Parallel decoding for Diffusion LLMs (dLLMs) is difficult because each denoising step provides only token-wise marginal distributions, while unmasking multiple tokens simultaneously requires accounting for inter-token dependencies. We propose Dependency-Aware Parallel Decoding (DAPD), a simple, training-free decoding method that uses self-attention to induce a conditional dependency graph over masked tokens. At each iteration, edges in this graph capture strong token interactions, while non-edges indicate weak dependence.

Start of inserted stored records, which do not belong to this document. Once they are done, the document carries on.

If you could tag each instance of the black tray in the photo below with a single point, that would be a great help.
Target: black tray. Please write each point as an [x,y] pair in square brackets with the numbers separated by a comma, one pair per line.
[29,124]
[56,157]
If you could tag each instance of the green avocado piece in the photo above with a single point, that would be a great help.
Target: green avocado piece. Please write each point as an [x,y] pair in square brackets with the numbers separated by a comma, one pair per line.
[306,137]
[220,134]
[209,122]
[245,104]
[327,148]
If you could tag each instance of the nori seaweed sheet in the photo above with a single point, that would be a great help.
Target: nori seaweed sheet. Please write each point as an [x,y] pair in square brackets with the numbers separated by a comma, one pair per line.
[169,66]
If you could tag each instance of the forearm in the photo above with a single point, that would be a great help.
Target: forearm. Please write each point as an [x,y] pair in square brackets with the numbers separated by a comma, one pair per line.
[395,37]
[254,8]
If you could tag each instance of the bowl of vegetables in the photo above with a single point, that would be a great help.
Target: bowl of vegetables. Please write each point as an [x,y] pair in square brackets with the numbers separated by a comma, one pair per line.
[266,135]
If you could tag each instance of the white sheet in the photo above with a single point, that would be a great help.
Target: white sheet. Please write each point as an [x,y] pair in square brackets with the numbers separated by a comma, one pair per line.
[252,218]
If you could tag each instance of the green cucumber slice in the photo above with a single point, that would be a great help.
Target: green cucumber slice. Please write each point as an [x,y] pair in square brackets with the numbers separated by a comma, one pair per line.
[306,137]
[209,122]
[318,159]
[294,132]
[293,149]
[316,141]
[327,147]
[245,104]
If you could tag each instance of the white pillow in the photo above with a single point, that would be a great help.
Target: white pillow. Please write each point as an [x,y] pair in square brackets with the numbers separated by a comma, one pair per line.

Parallel decoding is then reduced to selecting an independent set on the graph and unmasking the selected tokens in parallel. This avoids co-updating strongly coupled tokens without auxiliary models or retraining. Experiments on LLaDA and Dream show that DAPD improves the accuracy–steps trade-off over existing methods and enables more globally distributed parallel updates that better exploit the any-order generation capability of dLLMs.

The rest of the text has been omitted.